Красухин К. Чины и награды персонажей в русской литературе // Литература. 2004, № 11. с.9-14. 

«Главным путеводителем в столь непростой и мало раскрытой у других авторов теме чиновничества в творчестве Чехова послужила для меня статья А. Зиновьева «Мой Чехов» Русский писатель – эмигрант и социолог, живущий ныне в Мюнхене, известный у нас как автор книги «Зияющие высоты», пишет в данной статье именно о «своем» Чехове, не претендуя на вклад в чеховедение. Чехов для него был с раннего детства неотъемлемым элементом духовной жизни, оставаясь до зрелых лет постоянным спутником автора (чувство совместно прожитой жизни) и своеобразным маяком в собственном научном и литературном творчестве. В этой книге Зиновьев рассказывает о том, что ему довелось перечувствовать и передумать в связи с Чеховым и с его участием. Автор делает попытку социологического анализа творчества Чехова, исследуя чиновничьи отношения (в послереволюционной России) как базисные для общества, что и являлось объектом литературного творчества Чехова. По Зиновьеву, чиновник – одна из центральных фигур в сочинениях Чехова, а представителей других социальных категорий он видит в их чиновничьеподобных функциях и отношениях.

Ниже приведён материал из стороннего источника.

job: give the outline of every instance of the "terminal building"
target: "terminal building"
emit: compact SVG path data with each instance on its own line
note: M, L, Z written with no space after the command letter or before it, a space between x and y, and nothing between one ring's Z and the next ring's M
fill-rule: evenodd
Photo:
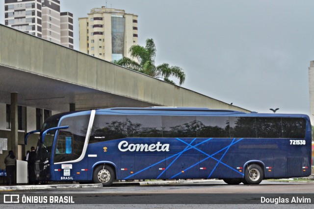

А. Зиновьев считает себя продолжателем салтыковского – чеховского направления в русской литературе, которое определяет как социологический реализм и довел в своем творчестве до логического конца, придав ему вид сознательной литературно – логической концепции в своих книгах. Единственно и только у А. Зиновьева я обнаружил системный и глубоко научный подход к исследованию темы чиновничества в творчестве Чехова и в своих рассуждениях и умозаключениях многое взяла из его авторской концепции. Мне кажется, что эта статья заслуживает серьезной методической разработки для более глубокого понимания творчества Чехова старшими школьниками в ключе социологического реализма».